There's a number in Starred's 2026 Hiring Benchmarks Report that should make every manager pause. Hiring managers rated their satisfaction with the recruitment process at +73. Candidates rated their experience at +17. That 56-point gap shows blind spots and it's been growing.

The report, built on over 2.5 million hiring experiences, finds that talent acquisition teams worked harder than ever in 2025. Processes became more structured, internal alignment improved, and decision-making felt more data-driven. The inside of hiring looked increasingly mature, but the outside looked like a black box.

What's easy to miss is where candidates actually form their opinion. Nearly 90% of surveyed candidates were people who were rejected. Of those, close to 70% were filtered out at the application stage, often before any human ever touched their file. That rejection email, or that automated silence, is where most people decide what they think about your company. 

When a candidate gets screened out by an automated system with no explanation of what was assessed or why, they don't conclude that the process was efficient. They fill in the gap themselves. Across nearly 70,000 open-text comments, the top driver of dissatisfaction wasn't rejection. It was the absence of clarity around it.

For mid-career professionals, this reframes something practical. The companies treating early-stage communication as an afterthought are leaving their employer brand in the hands of whoever wrote the auto-reply. For those of you managing hiring processes or advocating for your teams inside organizations, the report's finding is a useful pressure point. Internal alignment is only half the work. What candidates experience is the other half, and most teams aren't measuring it.

The teams that consistently outperformed the benchmark weren't using more technology. They were using it differently by keeping humans in the decision seat while letting automation handle the admin, and treating communication at every stage as a metric worth measuring. The gap between +73 and +17 doesn't close by accident.

56 Days

Somebody buried the real story on AI.  While everyone spent the last two years debating which desk jobs a chatbot would replace next, something quietly flipped in the labor market. It now takes longer to hire an electrician than a software developer. Not slightly longer. We're talking 56 days to fill a skilled trades role versus 54 days for a desk-based professional, according to a new Randstad USA analysis of more than 150 million job postings between 2022 and 2026.

Two days doesn't sound like much until you understand what's behind it. Skilled trades demand is growing three times faster than professional roles right now.

  • Robotics technician openings are up 113% over the past four years. 

  • HVAC engineer demand is up nearly 78%. 

  • Industrial automation roles are up 51%. 

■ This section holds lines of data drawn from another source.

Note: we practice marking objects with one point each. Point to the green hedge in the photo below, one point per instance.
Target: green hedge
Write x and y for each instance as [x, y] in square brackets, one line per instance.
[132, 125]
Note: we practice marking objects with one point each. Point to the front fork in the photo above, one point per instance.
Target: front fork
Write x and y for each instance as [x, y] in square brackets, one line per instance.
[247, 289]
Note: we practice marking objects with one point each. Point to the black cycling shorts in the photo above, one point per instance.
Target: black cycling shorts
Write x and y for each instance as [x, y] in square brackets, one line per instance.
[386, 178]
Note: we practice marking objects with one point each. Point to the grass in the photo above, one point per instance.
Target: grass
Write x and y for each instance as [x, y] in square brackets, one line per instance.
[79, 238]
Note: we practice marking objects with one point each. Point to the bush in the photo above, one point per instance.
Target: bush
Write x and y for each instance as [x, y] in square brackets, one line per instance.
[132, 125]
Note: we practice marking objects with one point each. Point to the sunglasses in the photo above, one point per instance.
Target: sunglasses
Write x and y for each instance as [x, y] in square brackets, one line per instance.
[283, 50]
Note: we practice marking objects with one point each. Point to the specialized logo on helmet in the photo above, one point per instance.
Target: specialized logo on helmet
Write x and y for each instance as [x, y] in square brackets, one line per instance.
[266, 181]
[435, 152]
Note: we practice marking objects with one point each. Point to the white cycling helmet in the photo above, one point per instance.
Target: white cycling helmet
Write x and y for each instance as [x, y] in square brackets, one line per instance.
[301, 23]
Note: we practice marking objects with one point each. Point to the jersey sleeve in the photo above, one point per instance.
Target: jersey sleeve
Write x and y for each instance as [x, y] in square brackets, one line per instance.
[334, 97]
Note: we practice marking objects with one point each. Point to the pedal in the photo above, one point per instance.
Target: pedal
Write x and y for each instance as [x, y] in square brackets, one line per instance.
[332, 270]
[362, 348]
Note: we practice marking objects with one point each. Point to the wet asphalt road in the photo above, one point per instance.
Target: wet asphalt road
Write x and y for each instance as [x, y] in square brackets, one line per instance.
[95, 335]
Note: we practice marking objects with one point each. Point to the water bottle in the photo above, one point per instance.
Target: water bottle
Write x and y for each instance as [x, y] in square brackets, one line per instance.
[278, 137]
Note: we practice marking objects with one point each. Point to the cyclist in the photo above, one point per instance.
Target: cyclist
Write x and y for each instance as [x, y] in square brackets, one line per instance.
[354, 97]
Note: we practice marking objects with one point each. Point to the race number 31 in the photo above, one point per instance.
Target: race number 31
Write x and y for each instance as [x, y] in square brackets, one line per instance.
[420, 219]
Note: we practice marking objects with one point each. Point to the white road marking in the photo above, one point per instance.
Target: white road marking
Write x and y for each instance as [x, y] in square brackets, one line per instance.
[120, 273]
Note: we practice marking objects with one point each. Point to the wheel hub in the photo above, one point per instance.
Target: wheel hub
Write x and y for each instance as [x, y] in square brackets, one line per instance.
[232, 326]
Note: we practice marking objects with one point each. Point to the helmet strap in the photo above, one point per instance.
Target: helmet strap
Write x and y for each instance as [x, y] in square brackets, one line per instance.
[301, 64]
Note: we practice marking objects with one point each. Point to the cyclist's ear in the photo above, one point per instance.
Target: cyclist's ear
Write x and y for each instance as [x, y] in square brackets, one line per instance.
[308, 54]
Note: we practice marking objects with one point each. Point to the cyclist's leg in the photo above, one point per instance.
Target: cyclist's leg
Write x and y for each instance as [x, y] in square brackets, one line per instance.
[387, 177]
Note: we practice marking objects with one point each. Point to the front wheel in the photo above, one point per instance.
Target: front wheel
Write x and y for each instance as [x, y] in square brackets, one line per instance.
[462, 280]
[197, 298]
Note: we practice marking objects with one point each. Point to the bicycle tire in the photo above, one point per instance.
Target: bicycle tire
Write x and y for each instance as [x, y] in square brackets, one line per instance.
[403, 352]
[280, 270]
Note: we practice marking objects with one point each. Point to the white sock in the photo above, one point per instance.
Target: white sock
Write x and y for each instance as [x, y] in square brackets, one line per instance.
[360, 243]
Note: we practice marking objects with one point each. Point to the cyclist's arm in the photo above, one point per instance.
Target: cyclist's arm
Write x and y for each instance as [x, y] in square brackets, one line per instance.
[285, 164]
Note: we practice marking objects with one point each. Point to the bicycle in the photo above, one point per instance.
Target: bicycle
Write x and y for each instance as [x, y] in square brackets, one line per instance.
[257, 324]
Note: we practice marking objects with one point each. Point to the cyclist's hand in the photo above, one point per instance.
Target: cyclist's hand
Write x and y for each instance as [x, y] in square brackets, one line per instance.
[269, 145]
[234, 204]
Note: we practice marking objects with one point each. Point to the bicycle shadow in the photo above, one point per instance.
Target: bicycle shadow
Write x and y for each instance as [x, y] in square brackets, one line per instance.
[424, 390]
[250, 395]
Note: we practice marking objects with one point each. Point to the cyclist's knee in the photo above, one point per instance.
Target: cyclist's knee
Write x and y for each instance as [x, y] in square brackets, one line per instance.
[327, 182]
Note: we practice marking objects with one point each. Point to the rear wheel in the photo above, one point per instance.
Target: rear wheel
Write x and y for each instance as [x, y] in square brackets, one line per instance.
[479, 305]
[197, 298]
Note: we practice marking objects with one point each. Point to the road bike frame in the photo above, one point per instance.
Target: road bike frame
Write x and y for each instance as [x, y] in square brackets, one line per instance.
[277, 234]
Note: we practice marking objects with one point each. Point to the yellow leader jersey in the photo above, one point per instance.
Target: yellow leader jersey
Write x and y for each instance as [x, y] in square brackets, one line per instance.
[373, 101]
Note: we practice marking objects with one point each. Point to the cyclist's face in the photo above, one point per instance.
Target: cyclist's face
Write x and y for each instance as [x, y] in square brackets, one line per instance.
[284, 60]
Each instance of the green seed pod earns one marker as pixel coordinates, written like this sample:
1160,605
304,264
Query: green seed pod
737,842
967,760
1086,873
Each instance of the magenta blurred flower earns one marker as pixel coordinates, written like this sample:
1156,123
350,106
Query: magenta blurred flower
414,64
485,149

Every data center being built, every power grid being upgraded, every cooling system going into a server farm requires skilled hands to do it. As Randstad's chief economist put it, AI can't build its own infrastructure. So who does? Electricians. Welders. Industrial technicians. The people we told to consider a different career path.

That's the other side of this story. For every 100 young workers entering the trades today, 102 are leaving. Decades of steering young people toward four-year degrees had consequences, and we're measuring them now in days-to-hire. We've touched on pieces of this before, the rise of new-collar jobs, apprenticeships making a comeback, employers investing in workforce pipelines, but what the Randstad data does is put a number on something that was always true and rarely said out loud. The most AI-adjacent work in the country doesn't happen at a keyboard, It happens on a job site.

For you, that's a positioning question worth sitting with. If your work touches operations, facilities, infrastructure, or anything at the intersection of physical systems and technology, your market value looks different today than it did two years ago. The window to be early on this read is still open. But it won't be for long.